4. Burn (only if requested)

ffmpeg's subtitles filter renders SRT styling via libass. Style is passed inline via force_style:

STYLE="${SUB_STYLE:-FontName=Inter,FontSize=24,PrimaryColour=&HFFFFFF,OutlineColour=&H000000,BorderStyle=1,Outline=2,Shadow=0,Alignment=2,MarginV=40}"

# Escape the SRT path for filtergraph (single-quote, escape colons & backslashes)
ESC_SRT=$(printf %s "$SRT" | sed -e 's/\\/\\\\/g' -e "s/'/\\\\'/g" -e 's/:/\\:/g')

ffmpeg -hide_banner -y -i "$SRC" \
  -vf "subtitles='${ESC_SRT}':force_style='${STYLE}'" \
  -c:v libx264 -crf 18 -preset medium \
  -c:a copy \
  -movflags +faststart \
  "$OUT"

Re-encoding video is required (subtitles modify pixels). If the user has a render profile selected, prefer the GPU encoder from system-profile.json — but burned subtitles need libass-compatible YUV, and VAAPI hwupload chains complicate things. For a first pass, libx264 at CRF 18 is the safe choice.

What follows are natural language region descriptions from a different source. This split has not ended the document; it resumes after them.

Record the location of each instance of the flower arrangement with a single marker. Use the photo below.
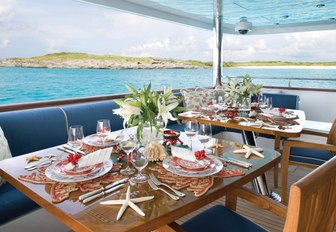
(144, 107)
(238, 90)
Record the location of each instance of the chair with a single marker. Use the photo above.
(312, 207)
(308, 154)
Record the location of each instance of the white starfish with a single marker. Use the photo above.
(128, 202)
(249, 150)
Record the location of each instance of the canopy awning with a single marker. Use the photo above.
(266, 16)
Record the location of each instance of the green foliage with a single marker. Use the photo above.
(145, 108)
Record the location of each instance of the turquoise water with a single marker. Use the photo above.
(35, 84)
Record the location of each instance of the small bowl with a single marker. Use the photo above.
(171, 134)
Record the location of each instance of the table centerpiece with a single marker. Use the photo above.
(149, 110)
(238, 91)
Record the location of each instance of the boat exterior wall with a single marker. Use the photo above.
(318, 105)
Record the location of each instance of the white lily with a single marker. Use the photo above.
(126, 110)
(164, 110)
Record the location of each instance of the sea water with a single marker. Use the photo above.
(20, 85)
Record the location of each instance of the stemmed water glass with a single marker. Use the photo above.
(75, 136)
(191, 129)
(269, 103)
(128, 143)
(139, 161)
(103, 129)
(204, 134)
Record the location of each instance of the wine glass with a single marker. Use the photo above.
(103, 129)
(204, 133)
(128, 143)
(191, 128)
(139, 161)
(269, 103)
(75, 136)
(262, 102)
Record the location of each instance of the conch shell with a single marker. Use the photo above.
(155, 152)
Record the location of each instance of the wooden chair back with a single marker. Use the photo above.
(312, 202)
(332, 134)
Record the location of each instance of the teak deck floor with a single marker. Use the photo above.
(264, 218)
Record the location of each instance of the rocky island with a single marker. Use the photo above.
(88, 61)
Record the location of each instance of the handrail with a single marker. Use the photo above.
(291, 79)
(32, 105)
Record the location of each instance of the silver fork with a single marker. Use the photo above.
(157, 182)
(154, 187)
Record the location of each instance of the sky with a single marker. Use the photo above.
(37, 27)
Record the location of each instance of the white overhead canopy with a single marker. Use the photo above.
(266, 16)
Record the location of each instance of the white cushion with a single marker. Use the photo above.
(4, 151)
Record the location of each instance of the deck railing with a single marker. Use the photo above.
(32, 105)
(323, 84)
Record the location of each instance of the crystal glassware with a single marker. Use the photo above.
(191, 129)
(128, 144)
(269, 103)
(75, 136)
(204, 134)
(103, 129)
(139, 161)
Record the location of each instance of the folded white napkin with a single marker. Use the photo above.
(183, 153)
(112, 136)
(96, 157)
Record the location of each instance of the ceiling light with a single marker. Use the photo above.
(243, 26)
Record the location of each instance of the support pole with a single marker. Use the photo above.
(217, 48)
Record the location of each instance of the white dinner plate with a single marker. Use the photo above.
(95, 140)
(215, 168)
(57, 172)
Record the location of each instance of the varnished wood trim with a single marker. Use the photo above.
(308, 132)
(171, 227)
(304, 144)
(231, 201)
(297, 88)
(263, 202)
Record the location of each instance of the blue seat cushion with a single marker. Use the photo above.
(87, 115)
(35, 129)
(219, 218)
(14, 204)
(310, 155)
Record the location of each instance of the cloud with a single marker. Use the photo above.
(4, 43)
(6, 7)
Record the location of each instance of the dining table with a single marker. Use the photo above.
(159, 211)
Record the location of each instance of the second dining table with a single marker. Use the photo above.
(287, 124)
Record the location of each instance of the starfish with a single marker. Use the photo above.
(33, 158)
(128, 202)
(217, 145)
(249, 150)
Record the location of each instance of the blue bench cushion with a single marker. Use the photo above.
(32, 130)
(310, 155)
(13, 203)
(87, 114)
(219, 218)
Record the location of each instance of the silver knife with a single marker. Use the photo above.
(66, 146)
(66, 150)
(103, 193)
(86, 195)
(236, 162)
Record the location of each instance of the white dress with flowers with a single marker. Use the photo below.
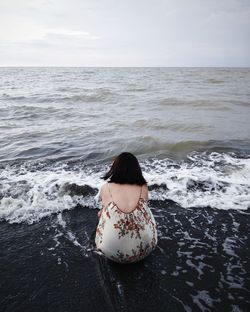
(126, 237)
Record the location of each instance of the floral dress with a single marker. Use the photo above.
(126, 237)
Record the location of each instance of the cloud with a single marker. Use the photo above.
(125, 33)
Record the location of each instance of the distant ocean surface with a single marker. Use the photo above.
(59, 131)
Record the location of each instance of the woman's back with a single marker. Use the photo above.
(125, 196)
(126, 231)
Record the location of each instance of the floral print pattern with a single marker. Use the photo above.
(126, 237)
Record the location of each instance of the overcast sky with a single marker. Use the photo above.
(125, 33)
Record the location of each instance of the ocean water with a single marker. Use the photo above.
(59, 131)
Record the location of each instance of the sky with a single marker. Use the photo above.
(169, 33)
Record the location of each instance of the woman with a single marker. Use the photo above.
(126, 231)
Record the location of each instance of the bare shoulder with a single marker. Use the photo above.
(103, 188)
(145, 191)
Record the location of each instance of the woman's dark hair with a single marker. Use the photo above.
(125, 170)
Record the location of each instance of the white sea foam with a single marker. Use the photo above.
(217, 180)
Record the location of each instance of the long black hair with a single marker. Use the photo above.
(125, 169)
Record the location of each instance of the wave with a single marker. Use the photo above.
(96, 95)
(32, 191)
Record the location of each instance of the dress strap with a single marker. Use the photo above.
(109, 191)
(140, 192)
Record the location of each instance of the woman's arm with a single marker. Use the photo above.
(100, 196)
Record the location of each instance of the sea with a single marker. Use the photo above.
(60, 129)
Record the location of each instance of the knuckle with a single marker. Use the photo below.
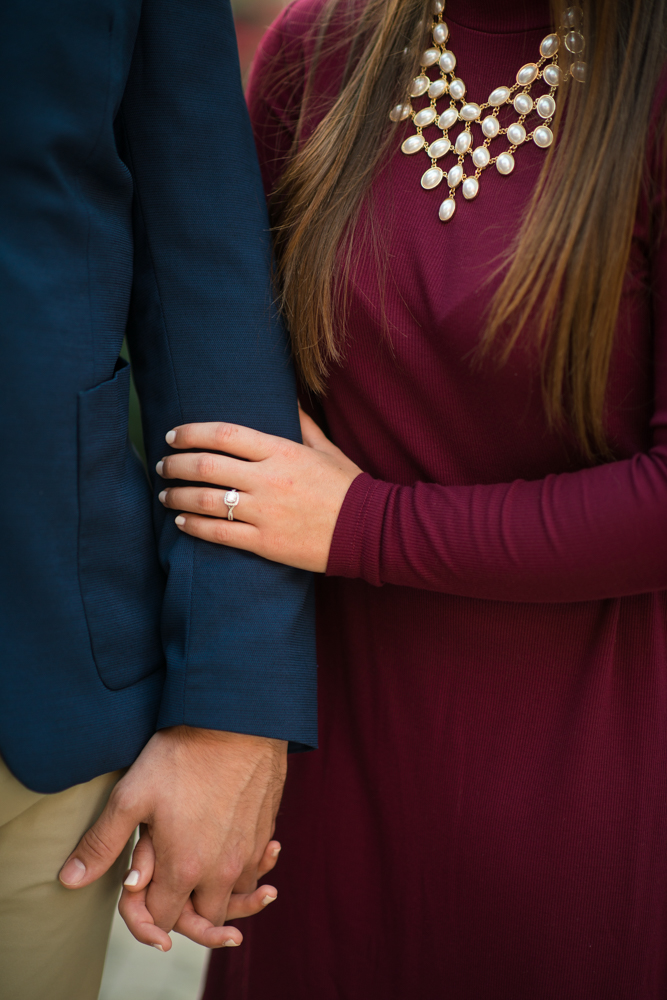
(224, 433)
(206, 466)
(231, 871)
(221, 532)
(95, 847)
(285, 449)
(123, 800)
(186, 436)
(185, 876)
(209, 500)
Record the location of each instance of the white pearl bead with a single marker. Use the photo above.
(505, 163)
(498, 96)
(552, 75)
(430, 57)
(455, 175)
(413, 144)
(425, 117)
(457, 89)
(439, 148)
(447, 209)
(578, 71)
(481, 156)
(470, 188)
(549, 46)
(470, 112)
(527, 74)
(447, 62)
(574, 42)
(400, 112)
(432, 178)
(523, 104)
(447, 118)
(543, 136)
(516, 134)
(490, 127)
(546, 107)
(463, 142)
(437, 89)
(419, 86)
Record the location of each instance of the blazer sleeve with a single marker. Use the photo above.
(206, 344)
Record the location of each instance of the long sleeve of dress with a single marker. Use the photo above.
(572, 536)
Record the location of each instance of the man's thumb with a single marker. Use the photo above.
(99, 847)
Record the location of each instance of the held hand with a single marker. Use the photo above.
(289, 494)
(208, 802)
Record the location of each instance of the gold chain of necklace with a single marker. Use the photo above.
(547, 69)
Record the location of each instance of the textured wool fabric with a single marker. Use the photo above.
(123, 212)
(486, 818)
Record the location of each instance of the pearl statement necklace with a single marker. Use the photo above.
(547, 68)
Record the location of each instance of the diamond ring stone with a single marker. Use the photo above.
(231, 499)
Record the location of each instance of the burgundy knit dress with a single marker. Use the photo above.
(486, 817)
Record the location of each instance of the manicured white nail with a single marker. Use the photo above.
(73, 872)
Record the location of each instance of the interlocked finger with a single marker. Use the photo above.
(208, 500)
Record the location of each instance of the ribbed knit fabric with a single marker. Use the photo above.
(486, 818)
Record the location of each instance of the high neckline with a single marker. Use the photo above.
(499, 16)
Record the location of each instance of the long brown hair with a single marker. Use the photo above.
(565, 272)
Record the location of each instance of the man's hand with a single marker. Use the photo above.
(207, 802)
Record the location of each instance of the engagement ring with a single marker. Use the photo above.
(231, 500)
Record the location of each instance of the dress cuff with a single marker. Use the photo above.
(357, 539)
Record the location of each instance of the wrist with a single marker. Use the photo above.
(216, 737)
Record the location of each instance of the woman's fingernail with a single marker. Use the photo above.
(73, 872)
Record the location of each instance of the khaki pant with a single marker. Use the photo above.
(52, 940)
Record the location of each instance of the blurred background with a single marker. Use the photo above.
(134, 971)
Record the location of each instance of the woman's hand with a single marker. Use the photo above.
(289, 494)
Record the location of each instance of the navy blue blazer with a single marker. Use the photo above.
(131, 202)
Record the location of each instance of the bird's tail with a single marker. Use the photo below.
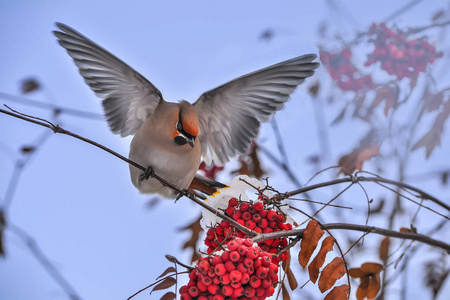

Mention this to the user.

5. Soft-subtitle alternative (no burn)

If the user wants embedded but selectable subtitles (recommended), mux the SRT as a track:

ffmpeg -hide_banner -y -i "$SRC" -i "$SRT" \
  -map 0 -map 1 \
  -c copy -c:s mov_text \
  -metadata:s:s:0 language="${LANG:-eng}" \
  "${SRC%.*}.subbed.mp4"

This is reversible, smaller, and works on most players. Prefer this unless the user explicitly wants burned-in.

6. Report

Source : path/to/in.mp4
SRT    : path/to/in.srt        (12.4 KB, 142 cues)
Mode   : burned | soft-muxed | srt-only
Output : path/to/in.subs.mp4
Backend: faster-whisper / small / en

Notes

For karaoke-style timing with per-word highlighting, this skill produces sentence-level SRT only. Per-word ASS timing belongs in karaoke-video.
If the source already has a soft-subbed track, ask before regenerating — the existing track is probably better than a fresh whisper pass.
clean-transcription pairs with this skill: run after generation to strip filler words and fix recurring mistranscriptions before burning.